De pas­sage au Caire à l’été 2009, le ministre Lawrence Cannon répé­tait au Premier Ministre égyp­tien de l’époque Ahmed Nazif l’importance des rela­tions bila­té­rales entre les deux gou­ver­ne­ments. Une gamme de thèmes a alors été évo­quée par Cannon, sauf bien sûr celui de la démo­cra­tie. La coopé­ra­tion avec Israël a été mise de l’avant comme « prin­cipe fon­da­men­tal » à la base des liens égypto-cana­diens. En fin de compte cepen­dant, le but de la visite du ministre Cannon était davan­tage com­mer­cial. Sous le régime Moubarak en effet, le com­merce bila­té­ral entre les deux pays a bondi en avant, attei­gnant presqu’un mil­liard de dol­lars. En réa­lité, les entre­prises cana­diennes ont bien pro­fité des poli­tiques de pri­va­ti­sa­tion et de déré­gle­men­ta­tion impo­sées par Moubarak, au profit de l’élite éco­no­mique du pays prin­ci­pa­le­ment. L’économie égyp­tienne a connu en effet une « embel­lie», avec l’afflux d’investissements étran­gers et l’augmentation des expor­ta­tions, En même temps, la pau­vreté s’est aggra­vée. Les salaires ont stagné et pire encore, la situa­tion dans les milieux ruraux (où réside la majo­rité de la popu­la­tion égyp­tienne) s’est dété­rio­rée.
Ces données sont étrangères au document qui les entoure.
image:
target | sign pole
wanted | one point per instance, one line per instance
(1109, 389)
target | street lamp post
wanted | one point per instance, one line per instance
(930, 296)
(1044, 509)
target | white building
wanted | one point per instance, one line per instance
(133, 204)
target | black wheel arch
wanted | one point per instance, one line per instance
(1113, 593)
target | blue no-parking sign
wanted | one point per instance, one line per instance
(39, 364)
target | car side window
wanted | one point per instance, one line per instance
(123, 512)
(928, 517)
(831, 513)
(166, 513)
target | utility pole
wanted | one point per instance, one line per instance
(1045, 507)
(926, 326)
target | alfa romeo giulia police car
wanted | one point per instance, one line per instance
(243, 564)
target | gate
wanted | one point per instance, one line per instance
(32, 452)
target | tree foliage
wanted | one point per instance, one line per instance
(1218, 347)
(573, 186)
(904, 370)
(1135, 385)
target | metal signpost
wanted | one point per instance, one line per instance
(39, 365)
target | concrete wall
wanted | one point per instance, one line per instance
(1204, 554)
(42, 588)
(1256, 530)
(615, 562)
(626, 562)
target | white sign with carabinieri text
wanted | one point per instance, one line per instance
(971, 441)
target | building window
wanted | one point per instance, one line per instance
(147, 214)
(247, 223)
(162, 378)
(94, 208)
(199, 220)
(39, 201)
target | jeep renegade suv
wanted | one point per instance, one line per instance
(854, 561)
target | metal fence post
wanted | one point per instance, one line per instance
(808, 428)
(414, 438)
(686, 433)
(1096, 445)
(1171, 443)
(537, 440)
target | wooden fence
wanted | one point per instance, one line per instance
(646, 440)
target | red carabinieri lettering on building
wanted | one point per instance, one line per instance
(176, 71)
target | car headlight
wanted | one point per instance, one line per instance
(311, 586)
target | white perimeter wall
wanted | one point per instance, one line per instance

Ces poli­tiques néo­li­bé­rales « pures et dures » adop­tées par Moubarak ont été saluées par le gou­ver­ne­ment cana­dien comme une stra­té­gie néces­saire d’«ouverture » des mar­chés. Pour le Canada, il est impor­tant de conti­nuer ces « réformes » pour favo­ri­ser un meilleur « climat d’affaires», notam­ment en conti­nuant l’expansion des « zones franches » où les entre­prises étran­gères opèrent pra­ti­que­ment sans « inter­fé­rence » du gou­ver­ne­ment égyp­tien. Dans les neuf zones franches en ques­tion, les inves­tis­seurs n’ont aucune res­tric­tion. Ils sont exemp­tés de toutes taxes et peuvent rapa­trier leurs pro­fits comme bon leur semble sans pra­ti­que­ment payer d’impôts.